WHEREFORE, the petition for certiorari is DISMISSED as we find no grave abuse of discretion committed by the Regional Trial Court, Branch 6, Kalibo, Aklan in dismissing the complaint for lack of jurisdiction.

SO ORDERED.

Carpio,* Acting C. J., (Chairperson), Perlas-Bernabe, Caguioa, and Reyes, Jr., JJ., concur.

* Acting Chief Justice per Special Order No. 2539 dated February 28, 2018.

[1] Per Presiding Judge Jemena Abellar Arbis; rollo, p. 37.

[2] Id. at 41.

[3] Id. at 10-11.

[4] Id.

[5] Id. at 16-18.

[6] Id. at 25-30.

[7] Id. at 37.

[8] Id. at 41.

[9] Id. at 65.

[10] Mangaliag v.
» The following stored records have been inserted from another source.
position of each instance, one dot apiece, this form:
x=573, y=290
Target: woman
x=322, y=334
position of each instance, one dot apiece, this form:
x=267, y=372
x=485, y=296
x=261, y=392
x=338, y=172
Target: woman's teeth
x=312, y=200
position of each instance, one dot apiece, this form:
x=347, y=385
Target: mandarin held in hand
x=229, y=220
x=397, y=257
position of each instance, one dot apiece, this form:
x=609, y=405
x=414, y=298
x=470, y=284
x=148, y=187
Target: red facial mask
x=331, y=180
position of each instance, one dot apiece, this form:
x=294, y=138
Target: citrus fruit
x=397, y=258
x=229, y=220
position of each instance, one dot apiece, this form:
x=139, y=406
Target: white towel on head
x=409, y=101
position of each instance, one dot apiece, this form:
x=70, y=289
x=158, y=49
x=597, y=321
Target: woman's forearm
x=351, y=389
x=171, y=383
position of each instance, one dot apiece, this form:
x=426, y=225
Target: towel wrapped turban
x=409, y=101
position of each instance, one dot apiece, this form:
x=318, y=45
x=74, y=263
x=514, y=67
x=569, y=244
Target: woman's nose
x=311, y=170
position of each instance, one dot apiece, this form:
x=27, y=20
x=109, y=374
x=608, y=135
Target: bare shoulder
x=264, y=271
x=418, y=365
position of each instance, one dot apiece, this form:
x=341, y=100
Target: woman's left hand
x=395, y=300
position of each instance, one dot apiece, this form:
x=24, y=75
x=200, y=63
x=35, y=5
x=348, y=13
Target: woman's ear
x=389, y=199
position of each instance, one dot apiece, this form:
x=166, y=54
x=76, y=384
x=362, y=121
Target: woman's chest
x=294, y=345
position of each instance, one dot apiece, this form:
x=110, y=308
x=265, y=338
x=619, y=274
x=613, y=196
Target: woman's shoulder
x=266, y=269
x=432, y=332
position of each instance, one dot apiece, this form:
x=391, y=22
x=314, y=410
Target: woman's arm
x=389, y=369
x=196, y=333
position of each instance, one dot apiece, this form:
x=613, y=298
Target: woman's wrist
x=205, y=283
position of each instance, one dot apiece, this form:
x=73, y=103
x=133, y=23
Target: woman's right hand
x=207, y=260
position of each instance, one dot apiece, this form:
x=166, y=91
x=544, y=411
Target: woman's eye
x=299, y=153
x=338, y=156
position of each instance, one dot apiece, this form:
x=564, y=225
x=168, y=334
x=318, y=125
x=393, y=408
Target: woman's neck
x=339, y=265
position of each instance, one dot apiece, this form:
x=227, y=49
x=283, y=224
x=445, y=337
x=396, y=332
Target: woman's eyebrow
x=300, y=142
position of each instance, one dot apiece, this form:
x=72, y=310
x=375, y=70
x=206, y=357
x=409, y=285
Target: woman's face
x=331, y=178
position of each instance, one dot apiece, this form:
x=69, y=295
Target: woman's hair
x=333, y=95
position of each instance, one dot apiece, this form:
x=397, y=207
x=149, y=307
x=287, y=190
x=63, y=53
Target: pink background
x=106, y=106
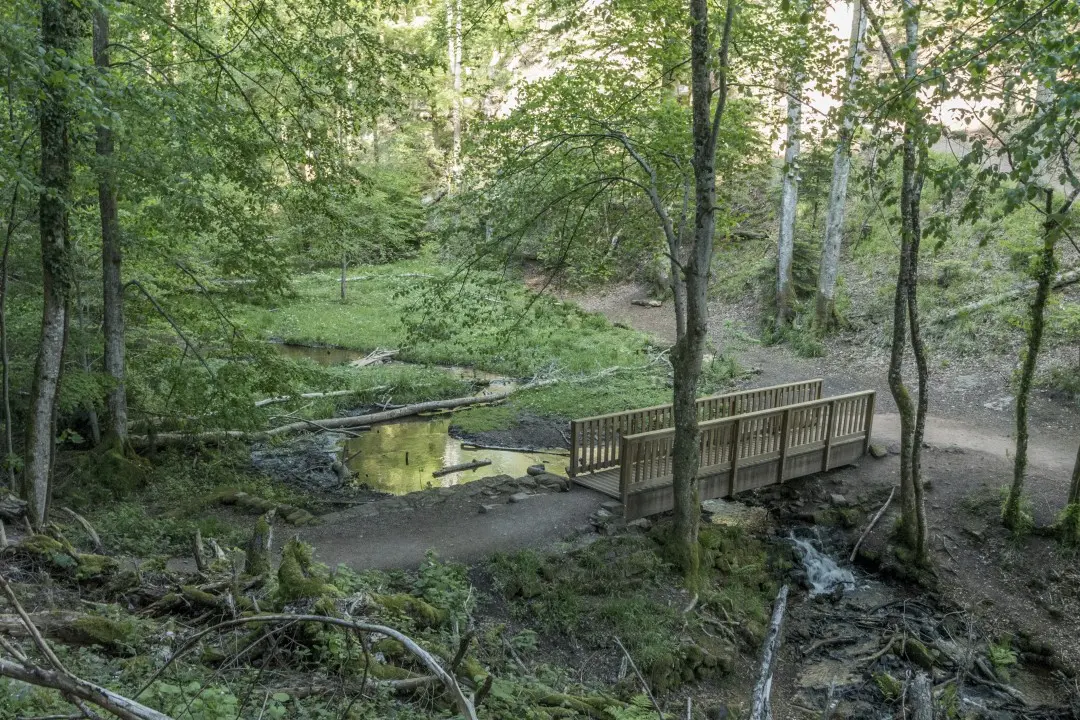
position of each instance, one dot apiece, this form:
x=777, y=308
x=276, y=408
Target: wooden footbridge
x=748, y=439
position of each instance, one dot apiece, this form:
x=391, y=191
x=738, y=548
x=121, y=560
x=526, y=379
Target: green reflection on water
x=401, y=458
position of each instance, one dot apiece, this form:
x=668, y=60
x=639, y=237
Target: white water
x=822, y=571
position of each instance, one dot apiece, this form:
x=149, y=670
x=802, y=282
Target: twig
x=640, y=677
x=869, y=527
x=464, y=706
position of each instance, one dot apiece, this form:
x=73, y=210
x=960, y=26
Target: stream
x=400, y=458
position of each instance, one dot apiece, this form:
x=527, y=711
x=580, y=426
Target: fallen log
x=869, y=527
x=1063, y=279
x=332, y=423
x=503, y=448
x=921, y=697
x=760, y=702
x=473, y=464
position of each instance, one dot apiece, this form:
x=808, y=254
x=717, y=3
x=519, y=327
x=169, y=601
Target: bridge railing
x=750, y=450
x=596, y=443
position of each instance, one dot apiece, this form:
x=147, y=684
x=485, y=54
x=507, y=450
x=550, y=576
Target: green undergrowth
x=177, y=492
x=623, y=587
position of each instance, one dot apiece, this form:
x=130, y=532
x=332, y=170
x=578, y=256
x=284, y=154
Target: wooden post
x=784, y=424
x=828, y=434
x=736, y=430
x=574, y=449
x=868, y=422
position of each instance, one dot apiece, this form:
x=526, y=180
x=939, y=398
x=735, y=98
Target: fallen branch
x=463, y=704
x=460, y=467
x=335, y=423
x=1063, y=279
x=869, y=527
x=86, y=527
x=503, y=448
x=760, y=703
x=645, y=685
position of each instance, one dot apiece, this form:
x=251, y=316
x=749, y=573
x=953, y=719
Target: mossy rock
x=104, y=632
x=916, y=652
x=94, y=567
x=299, y=576
x=390, y=648
x=420, y=611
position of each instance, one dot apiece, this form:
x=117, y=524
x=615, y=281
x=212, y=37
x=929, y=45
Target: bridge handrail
x=595, y=442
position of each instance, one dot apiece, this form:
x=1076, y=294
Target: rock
x=552, y=481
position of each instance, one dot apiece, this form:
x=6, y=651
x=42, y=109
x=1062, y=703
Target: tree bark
x=788, y=202
x=689, y=348
x=1011, y=514
x=5, y=380
x=825, y=304
x=58, y=38
x=112, y=293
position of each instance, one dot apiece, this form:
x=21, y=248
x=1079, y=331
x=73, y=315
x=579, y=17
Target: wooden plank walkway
x=742, y=446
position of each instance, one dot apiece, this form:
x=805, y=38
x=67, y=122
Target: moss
x=916, y=652
x=421, y=611
x=299, y=576
x=258, y=548
x=94, y=567
x=104, y=632
x=889, y=685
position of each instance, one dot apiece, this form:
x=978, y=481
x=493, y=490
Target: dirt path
x=400, y=535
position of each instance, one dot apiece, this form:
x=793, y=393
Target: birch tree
x=825, y=303
x=61, y=25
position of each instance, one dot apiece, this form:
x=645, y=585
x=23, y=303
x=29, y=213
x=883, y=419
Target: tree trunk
x=788, y=202
x=345, y=273
x=1011, y=514
x=825, y=306
x=112, y=295
x=454, y=39
x=8, y=420
x=58, y=37
x=687, y=354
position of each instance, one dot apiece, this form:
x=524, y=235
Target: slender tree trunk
x=825, y=304
x=788, y=202
x=8, y=420
x=345, y=271
x=687, y=354
x=58, y=37
x=112, y=293
x=454, y=40
x=1011, y=514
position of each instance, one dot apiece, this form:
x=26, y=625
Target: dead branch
x=463, y=704
x=473, y=464
x=869, y=527
x=1063, y=279
x=760, y=703
x=640, y=678
x=503, y=448
x=337, y=423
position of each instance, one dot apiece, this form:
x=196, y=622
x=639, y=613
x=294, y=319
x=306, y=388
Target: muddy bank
x=528, y=431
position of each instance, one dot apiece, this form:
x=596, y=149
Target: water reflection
x=400, y=458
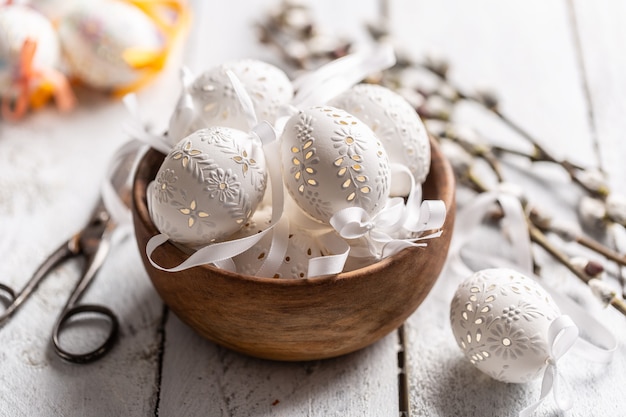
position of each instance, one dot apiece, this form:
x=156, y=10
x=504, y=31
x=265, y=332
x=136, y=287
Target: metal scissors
x=92, y=243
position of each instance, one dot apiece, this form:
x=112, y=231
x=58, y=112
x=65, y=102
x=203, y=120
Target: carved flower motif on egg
x=500, y=319
x=208, y=186
x=397, y=125
x=165, y=184
x=334, y=161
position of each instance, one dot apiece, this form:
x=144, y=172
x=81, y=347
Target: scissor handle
x=99, y=351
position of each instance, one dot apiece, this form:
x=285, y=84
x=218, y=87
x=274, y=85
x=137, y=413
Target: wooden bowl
x=292, y=320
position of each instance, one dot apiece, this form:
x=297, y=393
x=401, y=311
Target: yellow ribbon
x=172, y=17
x=48, y=82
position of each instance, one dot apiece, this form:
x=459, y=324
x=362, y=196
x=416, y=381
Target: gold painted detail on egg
x=304, y=156
x=193, y=214
x=193, y=160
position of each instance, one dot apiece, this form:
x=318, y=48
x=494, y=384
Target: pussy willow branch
x=490, y=103
x=539, y=237
x=292, y=32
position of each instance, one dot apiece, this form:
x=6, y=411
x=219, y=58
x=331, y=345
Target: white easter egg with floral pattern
x=398, y=126
x=301, y=247
x=216, y=103
x=500, y=319
x=18, y=23
x=208, y=186
x=331, y=160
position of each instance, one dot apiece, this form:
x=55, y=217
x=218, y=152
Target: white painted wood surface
x=557, y=66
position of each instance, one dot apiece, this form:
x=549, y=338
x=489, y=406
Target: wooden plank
x=526, y=52
x=51, y=168
x=200, y=378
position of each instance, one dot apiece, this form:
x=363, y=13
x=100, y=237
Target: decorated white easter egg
x=216, y=103
x=500, y=319
x=17, y=24
x=301, y=247
x=208, y=186
x=331, y=160
x=110, y=44
x=398, y=126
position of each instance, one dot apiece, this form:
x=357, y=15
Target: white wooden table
x=560, y=70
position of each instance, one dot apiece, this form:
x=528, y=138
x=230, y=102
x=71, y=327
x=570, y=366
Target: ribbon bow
x=564, y=330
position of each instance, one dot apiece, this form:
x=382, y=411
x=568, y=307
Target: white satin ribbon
x=184, y=112
x=562, y=334
x=414, y=216
x=331, y=79
x=563, y=331
x=220, y=254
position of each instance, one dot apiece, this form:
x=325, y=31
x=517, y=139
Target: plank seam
x=160, y=358
x=584, y=80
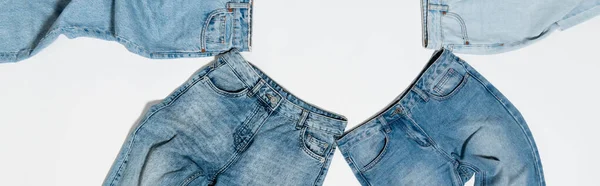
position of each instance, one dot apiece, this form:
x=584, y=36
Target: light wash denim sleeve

Judge Catubig-Pastoral, 510 Phil. 637, 645, citing Ouano v. PGTT International Investment Corporation, 433 Phil. 28, 34 (2002); Vergara, Sr. v. Suelto, 240 Phil. 719, 732 (1987).

[11] SSgt Pacoy v. Hon. Cajigal, 560 Phil. 599, 607 (2007); Mangaliag v. Catubig-Pastoral, 510 Phil. 637, 647 (2005).

[12] Heirs of Valeriano Concha, Sr. v. Sps. Lumocso, 564 Phil 581, 592-593, citing Republic v. Sangalang; 243 Phil. 46, 50 (1988).

[13] Id., citing Philippine Association of Free Labor Unions, et al. v. Padilla, et al., 106 Phil. 591 (1959), citing Perkins v. Roxas, 72 Phil. 514 (1941).

[14] Heirs of Generoso Sebe, et al., v. Heirs of Veronica Sevilla, et al., 618 Phil. 395, 407 (2009).

[15] Equitable PCI Bank, Inc. v. Fernandez, et al., 623 Phil. 343, 349 (2009), citing China Banking Corporation v. Court of Appeals, 333 Phil. (1996).

[16] Id. at 349-350, citing Producers Bank of the Philippines v. Court of Appeals, 417 Phil. 646, 656 (2001).

[17] Id., citing Union Bank of the Philippines v. Court of Appeals, 370 Phil. 837, 846-847 (1999).

[18] Banco EspaƱol-Filipino v. Palanca, 37 Phil. 921, 928-929 (1918).

[19] 364 Phil. 392 (1999).

[20] Id. at 400-401, (Citations omitted).